Internacional

BRASIL – GOLPE INSTITUCIONAL

Marx en el Senado: el 18 Brumario citado por Dilma Rousseff

En su defensa en el Senado la presidenta Dilma Rousseff, a diferencia de lo que venía haciendo, defendió claramente la idea de que lo que se concretó en la jornada de hoy fue un golpe.

Leandro Lanfredi

Trabajador petrolero | Rio de Janeiro

Jueves 1ro de septiembre de 2016 | Edición del día

Numerosas veces hizo mención a los “estudios de ciencia política” y habló de los recientes golpes institucionales en América Latina. En determinado momento citó a Marx, especialmente el libro El 18 Brumario, escrito al calor del golpe de Estado que derrotó otro golpe, culminando toda la serie de golpes desde 1848 en Francia.
La idea de golpe de Estado o coup d’Etat en Marx no se limita a los tanques (que ni siquiera existían) sino a toda una serie de “maniobras y golpes” al interior de la democracia burguesa. En ese sentido, Marx no tiene una definición “cerrada” del término golpe de Estado, pues en cada caso se refiere a distintos elementos.

Y esto es lo que está en curso. Una maniobra, secundada por los medios y por el “partido judicial” al interior de la democracia burguesa en función de fortalecer una derecha política en el Ejecutivo, apartando del poder al PT pero también secuestrando el voto popular. La legalidad cuestionable del accionar constitucional tiene ese fin: poner un representante de la Federación de Industrias de San Pablo (FIESP), de los empresarios, establecer nuevas relaciones con el imperialismo.
Algo que no podría ser citado por Dilma es una lección clave del texto de Marx. La situación trágica de empate de las clases sociales en pugna – la burguesía y el proletariado – que abre espacio a esta situación de lucha entre las fracciones de la clase dominante, todas ellas luchando por el poder Ejecutivo y dando golpes contra la democracia burguesa teniendo como blanco preparar mejores condiciones futuras para atacar a la clase trabajadora. Como el patético sobrino del gran Napoleón llegó a hacer, un pequeño personaje elevado a grande por ese empate. Algo de eso vivimos en el Brasil actual.

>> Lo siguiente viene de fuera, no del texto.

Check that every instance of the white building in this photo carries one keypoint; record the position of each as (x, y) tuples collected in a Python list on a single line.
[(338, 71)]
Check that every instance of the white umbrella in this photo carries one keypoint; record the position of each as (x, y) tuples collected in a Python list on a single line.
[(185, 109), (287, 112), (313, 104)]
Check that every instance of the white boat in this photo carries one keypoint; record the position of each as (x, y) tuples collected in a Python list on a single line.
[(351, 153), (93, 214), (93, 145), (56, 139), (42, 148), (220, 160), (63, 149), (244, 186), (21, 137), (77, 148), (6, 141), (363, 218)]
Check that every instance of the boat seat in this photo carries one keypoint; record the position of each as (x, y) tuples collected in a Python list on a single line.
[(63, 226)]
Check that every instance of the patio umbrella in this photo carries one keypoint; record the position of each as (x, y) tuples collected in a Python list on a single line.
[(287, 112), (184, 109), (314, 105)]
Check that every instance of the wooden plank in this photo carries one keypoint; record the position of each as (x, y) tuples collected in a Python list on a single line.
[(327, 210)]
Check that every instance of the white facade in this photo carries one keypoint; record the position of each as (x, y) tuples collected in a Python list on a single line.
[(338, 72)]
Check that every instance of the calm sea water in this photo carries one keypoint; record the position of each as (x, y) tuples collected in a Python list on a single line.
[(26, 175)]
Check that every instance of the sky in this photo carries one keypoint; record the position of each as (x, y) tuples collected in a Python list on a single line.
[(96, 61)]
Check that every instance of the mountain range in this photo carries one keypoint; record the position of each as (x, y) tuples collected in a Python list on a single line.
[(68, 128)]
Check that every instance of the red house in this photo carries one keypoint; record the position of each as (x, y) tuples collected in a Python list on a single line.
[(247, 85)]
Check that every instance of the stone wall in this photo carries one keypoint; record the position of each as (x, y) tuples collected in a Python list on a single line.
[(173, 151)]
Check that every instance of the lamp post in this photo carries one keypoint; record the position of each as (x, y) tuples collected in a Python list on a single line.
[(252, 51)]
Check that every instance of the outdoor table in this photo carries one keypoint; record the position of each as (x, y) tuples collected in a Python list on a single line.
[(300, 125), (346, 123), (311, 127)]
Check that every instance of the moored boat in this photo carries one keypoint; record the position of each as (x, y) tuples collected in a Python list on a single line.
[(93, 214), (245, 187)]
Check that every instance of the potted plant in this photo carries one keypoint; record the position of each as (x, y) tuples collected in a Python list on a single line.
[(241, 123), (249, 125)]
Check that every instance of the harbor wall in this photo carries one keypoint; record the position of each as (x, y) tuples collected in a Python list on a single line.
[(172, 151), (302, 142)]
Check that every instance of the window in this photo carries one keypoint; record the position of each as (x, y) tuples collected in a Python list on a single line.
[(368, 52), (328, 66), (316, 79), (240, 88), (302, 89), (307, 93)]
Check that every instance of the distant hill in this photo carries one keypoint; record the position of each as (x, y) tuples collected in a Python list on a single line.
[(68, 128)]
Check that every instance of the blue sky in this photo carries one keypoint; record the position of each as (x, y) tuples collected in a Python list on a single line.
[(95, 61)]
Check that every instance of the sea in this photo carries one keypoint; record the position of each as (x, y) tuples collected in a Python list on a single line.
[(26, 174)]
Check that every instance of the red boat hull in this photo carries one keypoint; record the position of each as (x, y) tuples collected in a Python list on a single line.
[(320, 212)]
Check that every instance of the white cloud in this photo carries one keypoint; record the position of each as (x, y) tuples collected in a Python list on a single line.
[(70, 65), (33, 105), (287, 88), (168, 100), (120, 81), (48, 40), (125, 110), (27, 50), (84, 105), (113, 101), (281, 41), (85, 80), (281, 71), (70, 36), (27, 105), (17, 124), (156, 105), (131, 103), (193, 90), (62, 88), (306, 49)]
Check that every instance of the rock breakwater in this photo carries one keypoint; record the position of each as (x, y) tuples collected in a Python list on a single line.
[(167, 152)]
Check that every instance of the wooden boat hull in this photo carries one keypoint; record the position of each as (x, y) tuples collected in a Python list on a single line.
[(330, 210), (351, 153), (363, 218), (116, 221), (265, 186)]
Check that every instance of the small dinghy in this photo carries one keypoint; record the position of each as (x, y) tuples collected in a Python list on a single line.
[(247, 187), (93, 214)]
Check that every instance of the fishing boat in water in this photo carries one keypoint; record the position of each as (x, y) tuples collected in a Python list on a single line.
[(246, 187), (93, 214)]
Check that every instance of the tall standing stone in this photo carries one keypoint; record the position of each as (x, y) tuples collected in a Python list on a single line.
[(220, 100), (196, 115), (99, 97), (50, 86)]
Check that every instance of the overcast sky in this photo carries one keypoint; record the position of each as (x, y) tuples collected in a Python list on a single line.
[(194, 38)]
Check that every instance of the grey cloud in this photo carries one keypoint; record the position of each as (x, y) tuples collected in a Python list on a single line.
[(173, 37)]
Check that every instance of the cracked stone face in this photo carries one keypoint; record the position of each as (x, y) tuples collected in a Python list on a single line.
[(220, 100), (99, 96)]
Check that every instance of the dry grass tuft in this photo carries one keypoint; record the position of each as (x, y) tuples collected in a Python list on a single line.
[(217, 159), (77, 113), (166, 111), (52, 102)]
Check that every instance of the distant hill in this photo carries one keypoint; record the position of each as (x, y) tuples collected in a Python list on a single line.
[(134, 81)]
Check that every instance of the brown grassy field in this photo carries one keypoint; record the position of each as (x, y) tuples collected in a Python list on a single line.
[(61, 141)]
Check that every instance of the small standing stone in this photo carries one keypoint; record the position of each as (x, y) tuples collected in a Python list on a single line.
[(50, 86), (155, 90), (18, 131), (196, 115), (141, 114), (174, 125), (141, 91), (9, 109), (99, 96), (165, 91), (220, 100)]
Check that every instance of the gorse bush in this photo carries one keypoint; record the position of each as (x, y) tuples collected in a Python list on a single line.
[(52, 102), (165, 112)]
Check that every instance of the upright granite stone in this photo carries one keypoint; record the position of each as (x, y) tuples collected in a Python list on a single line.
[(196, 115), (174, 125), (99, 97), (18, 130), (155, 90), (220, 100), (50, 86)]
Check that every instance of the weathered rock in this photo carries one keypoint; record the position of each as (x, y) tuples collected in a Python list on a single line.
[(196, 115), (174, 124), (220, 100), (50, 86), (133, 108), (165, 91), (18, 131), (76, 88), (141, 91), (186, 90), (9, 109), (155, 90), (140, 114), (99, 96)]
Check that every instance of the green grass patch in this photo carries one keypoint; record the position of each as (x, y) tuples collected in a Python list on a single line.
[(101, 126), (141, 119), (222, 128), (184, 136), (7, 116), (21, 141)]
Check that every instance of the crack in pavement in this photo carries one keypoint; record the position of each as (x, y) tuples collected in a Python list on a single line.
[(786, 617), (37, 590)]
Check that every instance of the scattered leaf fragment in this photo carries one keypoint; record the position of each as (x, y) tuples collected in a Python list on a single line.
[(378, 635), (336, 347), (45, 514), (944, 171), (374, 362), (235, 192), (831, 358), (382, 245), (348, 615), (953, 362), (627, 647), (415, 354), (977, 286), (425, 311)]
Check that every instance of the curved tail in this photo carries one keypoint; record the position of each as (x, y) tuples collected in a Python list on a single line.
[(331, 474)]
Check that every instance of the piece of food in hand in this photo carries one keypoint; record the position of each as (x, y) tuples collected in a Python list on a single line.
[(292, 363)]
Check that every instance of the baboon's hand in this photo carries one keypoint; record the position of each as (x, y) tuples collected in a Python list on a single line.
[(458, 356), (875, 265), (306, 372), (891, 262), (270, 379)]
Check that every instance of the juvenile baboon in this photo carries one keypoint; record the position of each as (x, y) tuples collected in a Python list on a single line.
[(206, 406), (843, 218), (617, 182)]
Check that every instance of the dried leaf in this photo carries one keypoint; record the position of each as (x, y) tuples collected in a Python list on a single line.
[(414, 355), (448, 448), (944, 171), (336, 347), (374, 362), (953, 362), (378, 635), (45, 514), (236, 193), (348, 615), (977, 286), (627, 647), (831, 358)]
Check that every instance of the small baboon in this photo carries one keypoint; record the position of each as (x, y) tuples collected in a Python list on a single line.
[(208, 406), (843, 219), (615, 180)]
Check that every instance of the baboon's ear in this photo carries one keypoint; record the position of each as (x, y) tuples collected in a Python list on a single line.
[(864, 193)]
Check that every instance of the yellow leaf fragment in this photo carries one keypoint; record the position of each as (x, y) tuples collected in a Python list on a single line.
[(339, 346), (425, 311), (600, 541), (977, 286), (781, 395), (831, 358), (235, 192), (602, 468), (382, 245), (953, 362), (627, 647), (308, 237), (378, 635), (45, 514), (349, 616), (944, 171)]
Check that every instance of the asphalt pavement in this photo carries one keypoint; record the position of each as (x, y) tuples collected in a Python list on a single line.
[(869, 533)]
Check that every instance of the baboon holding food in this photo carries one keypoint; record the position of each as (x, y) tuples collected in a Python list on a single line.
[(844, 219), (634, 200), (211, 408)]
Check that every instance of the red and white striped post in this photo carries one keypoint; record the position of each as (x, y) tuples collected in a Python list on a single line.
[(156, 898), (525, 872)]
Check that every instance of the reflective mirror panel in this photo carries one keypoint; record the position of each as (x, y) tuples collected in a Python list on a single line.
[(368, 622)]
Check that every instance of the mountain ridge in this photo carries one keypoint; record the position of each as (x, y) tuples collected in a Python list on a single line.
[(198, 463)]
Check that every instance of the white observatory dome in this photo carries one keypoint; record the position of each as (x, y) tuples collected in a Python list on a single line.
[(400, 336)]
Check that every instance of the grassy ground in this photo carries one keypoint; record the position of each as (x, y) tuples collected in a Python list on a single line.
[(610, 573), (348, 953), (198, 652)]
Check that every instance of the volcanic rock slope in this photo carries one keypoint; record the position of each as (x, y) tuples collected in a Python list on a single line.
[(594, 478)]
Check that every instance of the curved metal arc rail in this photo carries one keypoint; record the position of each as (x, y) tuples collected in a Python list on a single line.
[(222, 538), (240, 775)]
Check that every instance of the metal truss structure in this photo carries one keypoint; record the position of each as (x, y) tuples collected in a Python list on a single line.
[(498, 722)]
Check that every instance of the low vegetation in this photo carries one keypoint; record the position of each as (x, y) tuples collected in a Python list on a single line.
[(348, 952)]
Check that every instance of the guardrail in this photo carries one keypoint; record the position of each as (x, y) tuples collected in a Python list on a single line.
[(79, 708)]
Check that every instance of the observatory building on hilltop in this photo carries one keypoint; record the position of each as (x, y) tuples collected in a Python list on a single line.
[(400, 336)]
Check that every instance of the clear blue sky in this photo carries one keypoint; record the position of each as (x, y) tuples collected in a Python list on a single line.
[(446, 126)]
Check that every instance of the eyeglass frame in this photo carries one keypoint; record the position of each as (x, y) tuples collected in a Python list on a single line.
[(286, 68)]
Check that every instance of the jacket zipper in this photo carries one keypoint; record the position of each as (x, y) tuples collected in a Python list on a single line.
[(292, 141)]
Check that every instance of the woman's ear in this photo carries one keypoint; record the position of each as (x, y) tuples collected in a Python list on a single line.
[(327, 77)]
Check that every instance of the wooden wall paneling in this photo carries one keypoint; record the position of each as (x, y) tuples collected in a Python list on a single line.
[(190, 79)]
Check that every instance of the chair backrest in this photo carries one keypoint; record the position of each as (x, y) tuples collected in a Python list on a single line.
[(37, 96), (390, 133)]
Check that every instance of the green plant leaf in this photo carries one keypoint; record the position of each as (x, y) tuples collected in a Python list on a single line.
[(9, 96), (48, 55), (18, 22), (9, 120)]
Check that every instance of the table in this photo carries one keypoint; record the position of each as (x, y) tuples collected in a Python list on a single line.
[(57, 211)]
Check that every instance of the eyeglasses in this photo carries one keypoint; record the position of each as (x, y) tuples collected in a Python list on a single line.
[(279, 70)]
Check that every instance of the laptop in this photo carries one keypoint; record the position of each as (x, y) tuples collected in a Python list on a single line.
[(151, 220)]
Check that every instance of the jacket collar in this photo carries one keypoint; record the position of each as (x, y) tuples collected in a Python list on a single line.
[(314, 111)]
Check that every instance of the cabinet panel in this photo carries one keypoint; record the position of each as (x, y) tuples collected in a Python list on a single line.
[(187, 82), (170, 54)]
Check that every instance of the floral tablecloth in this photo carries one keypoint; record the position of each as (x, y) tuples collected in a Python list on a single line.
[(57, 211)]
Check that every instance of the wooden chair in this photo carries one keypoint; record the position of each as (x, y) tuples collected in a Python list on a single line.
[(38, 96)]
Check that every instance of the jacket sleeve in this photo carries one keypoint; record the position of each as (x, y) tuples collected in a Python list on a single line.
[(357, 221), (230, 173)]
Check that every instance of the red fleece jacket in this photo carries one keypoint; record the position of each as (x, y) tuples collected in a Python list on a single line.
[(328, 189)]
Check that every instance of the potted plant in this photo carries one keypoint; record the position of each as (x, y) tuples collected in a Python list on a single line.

El pequeño Temer, político en las sombras, vicepresidente decorativo se convierte en el conductor del poder central en nombre de la FIESP, de los tucanos (PSDB) y la embajada yanqui para avanzar en las medidas de ajuste. Avanzan sobre la democracia burguesa, secuestran los votos populares, proponen caminos para restringir la participación de la izquierda en política (dando poder a los medios como O Globo para decidir si la convoca o no) y también con la prohibición legal de hacer política en los lugares de trabajo. ¿Es Temer un nuevo Bonaparte antesala de golpes mayores a la democracia burguesa? Lo que es seguro, a nuestros derechos.
La clave es entender cómo fue que el PT de Dilma y Lula “repitió, como farsa, la tragedia”, no de otro Bonaparte sino de los líderes “democráticos” derrotados por él, que actuaron para evitar e impedir la acción de la clase trabajadora. Los empates no duran para siempre. El 18 Brumario citado por Dilma Vana Rousseff no fue conducido por ella, fue contra ella (y en rigor estaríamos en otro golpe de Estado que no es el fulminante que cita el libro).

El golpe institucional no fue solo contra Dilma, sino también contra algunos derechos elementales de esta democracia donde solo tenemos lugar para elegir quién será el jefe del trono de la gerencia de los negocios de los empresarios. Para deshacer el empate a favor a de la clase trabajadora será necesario derrotar a los pequeños césares de Brasilia, pero también a aquellos que tal como el PT, impiden la lucha de los trabajadores contra los ajustes y el gobierno golpista preparados para tomar oficialmente el poder.